Der von Sarrazin artikulierte und von Giordano geteilte Ärger über ganze Gruppen der Bevölkerung, die ihrem Vergesellschaftungsprimat gemäß nicht produktiv sind und sich dennoch anmaßen, Mensch und Bürger wie jeder andere zu sein, versteckt seinen sozialrassistischen Kern hinter der Maske kultureller Differenzen, die als inakzeptabel anzugreifen den kleineren Teil des verhandelten Affronts darstellen. Die Verknüpfung fremdartiger Lebensweise mit sozialer Delinquenz bildet den Sprengstoff, mit dem Sarrazin und Giordano zündeln. Die Verteidigung ihres arrivierten Sozialstatus gegen die Subalternen meint die inländische Bevölkerung nicht minder als die exponierten Araber und Türken, die als Popanz der klassenapologetischen Ausgrenzungsstrategie herhalten müssen.
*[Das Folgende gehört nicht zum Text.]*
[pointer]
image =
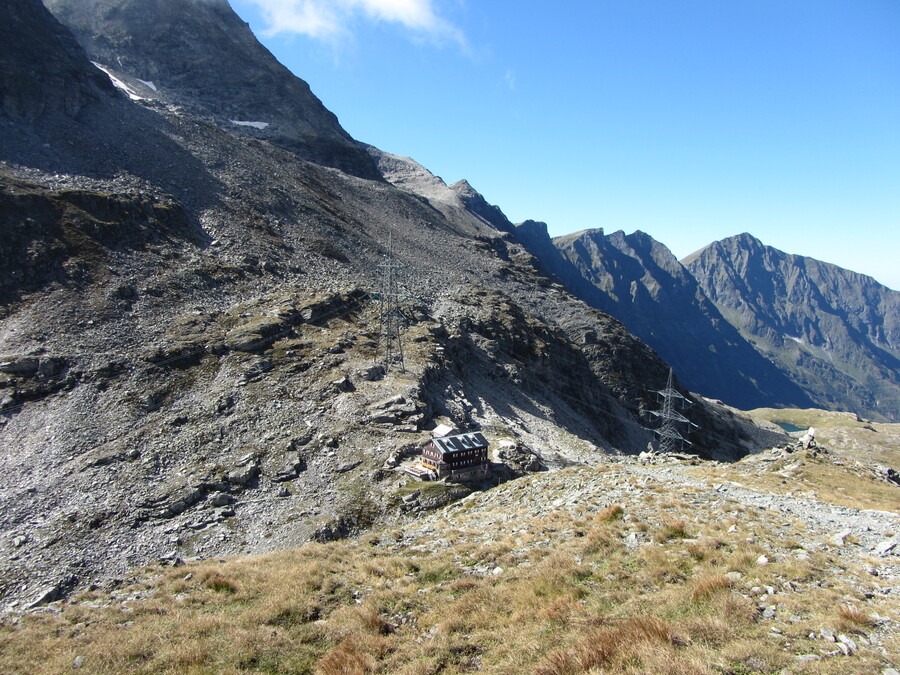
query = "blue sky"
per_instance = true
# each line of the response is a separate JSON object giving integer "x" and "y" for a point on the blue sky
{"x": 691, "y": 120}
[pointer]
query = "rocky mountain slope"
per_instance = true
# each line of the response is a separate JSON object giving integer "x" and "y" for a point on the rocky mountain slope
{"x": 634, "y": 565}
{"x": 207, "y": 61}
{"x": 639, "y": 281}
{"x": 834, "y": 332}
{"x": 190, "y": 322}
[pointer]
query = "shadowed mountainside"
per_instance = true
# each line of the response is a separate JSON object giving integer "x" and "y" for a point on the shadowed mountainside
{"x": 834, "y": 332}
{"x": 639, "y": 281}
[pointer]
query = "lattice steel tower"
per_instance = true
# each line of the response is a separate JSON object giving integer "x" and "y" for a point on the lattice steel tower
{"x": 670, "y": 419}
{"x": 391, "y": 319}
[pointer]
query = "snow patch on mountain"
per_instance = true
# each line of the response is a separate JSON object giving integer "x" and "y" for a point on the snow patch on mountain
{"x": 255, "y": 125}
{"x": 119, "y": 84}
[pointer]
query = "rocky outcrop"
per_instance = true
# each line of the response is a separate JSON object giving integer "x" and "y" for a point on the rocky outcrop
{"x": 189, "y": 336}
{"x": 834, "y": 332}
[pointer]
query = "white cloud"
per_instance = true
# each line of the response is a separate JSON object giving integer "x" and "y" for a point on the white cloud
{"x": 328, "y": 19}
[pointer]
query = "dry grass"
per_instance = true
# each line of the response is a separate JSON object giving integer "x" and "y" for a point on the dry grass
{"x": 576, "y": 599}
{"x": 709, "y": 585}
{"x": 853, "y": 619}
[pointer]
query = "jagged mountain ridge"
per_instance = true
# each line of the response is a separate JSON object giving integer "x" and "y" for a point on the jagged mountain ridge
{"x": 188, "y": 334}
{"x": 833, "y": 331}
{"x": 639, "y": 281}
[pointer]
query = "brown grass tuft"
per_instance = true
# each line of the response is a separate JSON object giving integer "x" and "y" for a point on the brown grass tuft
{"x": 345, "y": 659}
{"x": 220, "y": 584}
{"x": 610, "y": 513}
{"x": 671, "y": 529}
{"x": 851, "y": 618}
{"x": 708, "y": 586}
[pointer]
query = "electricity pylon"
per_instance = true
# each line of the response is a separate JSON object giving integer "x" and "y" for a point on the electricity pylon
{"x": 391, "y": 319}
{"x": 668, "y": 430}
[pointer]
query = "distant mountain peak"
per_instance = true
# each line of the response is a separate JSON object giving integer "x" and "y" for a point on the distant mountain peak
{"x": 834, "y": 331}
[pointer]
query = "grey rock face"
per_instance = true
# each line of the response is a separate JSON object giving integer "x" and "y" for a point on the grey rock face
{"x": 200, "y": 55}
{"x": 834, "y": 332}
{"x": 54, "y": 79}
{"x": 181, "y": 305}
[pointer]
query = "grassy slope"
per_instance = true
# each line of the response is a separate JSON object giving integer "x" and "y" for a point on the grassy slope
{"x": 534, "y": 576}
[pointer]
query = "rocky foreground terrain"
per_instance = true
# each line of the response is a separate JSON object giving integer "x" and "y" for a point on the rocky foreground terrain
{"x": 193, "y": 368}
{"x": 191, "y": 353}
{"x": 664, "y": 564}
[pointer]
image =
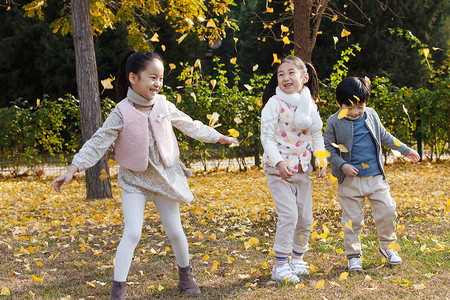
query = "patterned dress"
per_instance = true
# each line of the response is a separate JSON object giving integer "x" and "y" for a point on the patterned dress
{"x": 169, "y": 182}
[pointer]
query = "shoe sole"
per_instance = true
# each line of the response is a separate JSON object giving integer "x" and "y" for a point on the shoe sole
{"x": 390, "y": 262}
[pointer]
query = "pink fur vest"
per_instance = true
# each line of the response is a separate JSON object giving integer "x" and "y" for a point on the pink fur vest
{"x": 132, "y": 144}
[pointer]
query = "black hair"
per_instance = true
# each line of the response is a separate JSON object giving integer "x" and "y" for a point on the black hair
{"x": 132, "y": 62}
{"x": 352, "y": 91}
{"x": 312, "y": 84}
Der Anspruch, aus der Mitte der Gesellschaft heraus zu argumentieren und die deutsche Leitkultur zu repräsentieren, bringt eine sozialchauvinistische Suprematie in Stellung, die durchzusetzen der Herrschaft über die staatlichen Institutionen, privatwirtschaftlichen Konzerne und Mainstreammedien bedarf. Dies kann nur funktionieren, indem den Subalternen das Recht auf unteilbare Menschenwürde und gleichberechtigte Partizipation von vornherein abgesprochen wird. Sie sollen in Vorleistung gehen und sich ersteinmal bewähren, damit sie dann von den Herren des Landes, die weit über die Maßgabe des Grundgesetzes hinaus verpflichtende Werte und Normen setzen, gnädigerweise geduldet werden.

Mit der gleichen argumentativen Stichhaltigkeit könnten die Betroffenen von der Parallelgesellschaft der Kapitalmacht- und Funktionseliten sprechen. Diese genehmigen sich trotz und wegen ihrer minoritären Position antidemokratische Praktiken und bourgeoise Privilegien, die den oligarchischen Charakter kapitalistischer Herrschaft offenlegen und sich mit dem ideellen Gleichheitsgebot des Grundgesetzes nicht vereinbaren lassen. Um eine solche Volte nicht einmal denken zu können, wird von oben nach unten geherrscht, bestimmt, dekretiert. Ökonomische, politische und publizistische Macht setzen ihre Definitionsgewalt über die Auslegung der Verfassungsinhalte schon deshalb Hand in Hand durch, um keinen Widerspruch vernehmbar werden zu lassen, der das reale gesellschaftliche Gewaltverhältnis in Frage stellt.

Der Vorwurf, in der Bundesrepublik existierten illegitime Parallelgesellschaften, richtet sich insbesondere gegen die sich dort möglicherweise entwickelnden Formen der Streitbarkeit und des Widerstands. Die mit der Durchdringung der Gesellschaft durch den flexiblen Kapitalismus bezweckte Atomisierung wird durch Gemeinschaftsformen, in denen Menschen sich ohne Aufsicht und Einflußnahme Dritter solidarisch zeigen, auf systembedrohende Weise in Frage gestellt. Das ist der wesentliche Grund dafür, daß in der Debatte um das Sarrazin-Interview nur der kulturalistische Affront, nicht jedoch die sozialrassistische Offensive in Frage gestellt wird. Indem Giordano das heterogene Nebeneinander der Kulturen und Religionen, der Lebensformen und Sozialbiotope zum Anlaß bitterer Vorwürfe nimmt, erweist er sich als Herold jener neokonservativen Ordnung, die zu vertiefen Programm der neuen Bundesregierung ist.